To achieve this, we must have free and fair trade. In the face of legitimate concerns regarding trade imbalances and aggressive trade practices, we must cooperate, strengthening multilateral regulations and making the World Trade Organization more effective. We must also understand the impact of the digital economy on employment and take steps to make sure that everyone can benefit from the technological boom, while at the same time protecting private life and personal data. This is why artificial intelligence is central to the work done by the G7, as we strive to find the right balance between innovation and ethics, and come together to anticipate the evolution of the societies and economy of tomorrow.

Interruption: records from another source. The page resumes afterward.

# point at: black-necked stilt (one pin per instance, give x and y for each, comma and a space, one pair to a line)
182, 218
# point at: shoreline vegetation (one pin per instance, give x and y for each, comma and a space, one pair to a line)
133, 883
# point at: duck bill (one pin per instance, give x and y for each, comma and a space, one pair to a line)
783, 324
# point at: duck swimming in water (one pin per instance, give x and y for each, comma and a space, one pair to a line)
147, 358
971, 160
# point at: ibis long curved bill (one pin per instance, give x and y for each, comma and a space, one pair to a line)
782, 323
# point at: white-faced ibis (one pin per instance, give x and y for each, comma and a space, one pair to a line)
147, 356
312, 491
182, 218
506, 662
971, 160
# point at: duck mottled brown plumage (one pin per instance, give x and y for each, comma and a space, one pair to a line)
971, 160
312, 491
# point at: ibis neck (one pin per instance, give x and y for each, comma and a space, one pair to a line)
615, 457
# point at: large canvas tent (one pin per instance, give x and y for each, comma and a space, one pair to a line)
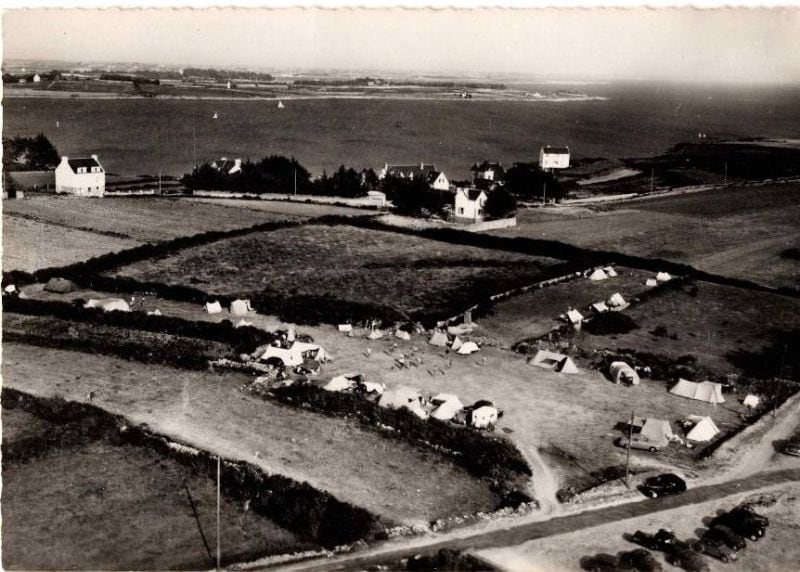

Beyond these major matters, the responses made by the G7 assume even greater legitimacy when they bring together non-state actors and civil society in the broad sense; this is the key to success. Canada has succeeded in securing exemplary participation by youth, women, non-governmental organisations and the academic community throughout the preparations for the Charlevoix Summit.
Because the G7 must make progress on the major issues of the moment, because the questions requiring its attention are major, because it is necessary to defend the achievements of multilateralism, I see the scope of the task that will fall to France in 2019, when it will in turn chair this group. A century after the end of the Great War, let us not repeat the errors of the past; let us remain vigilant, moved by a desire to take collective, pragmatic and effective action.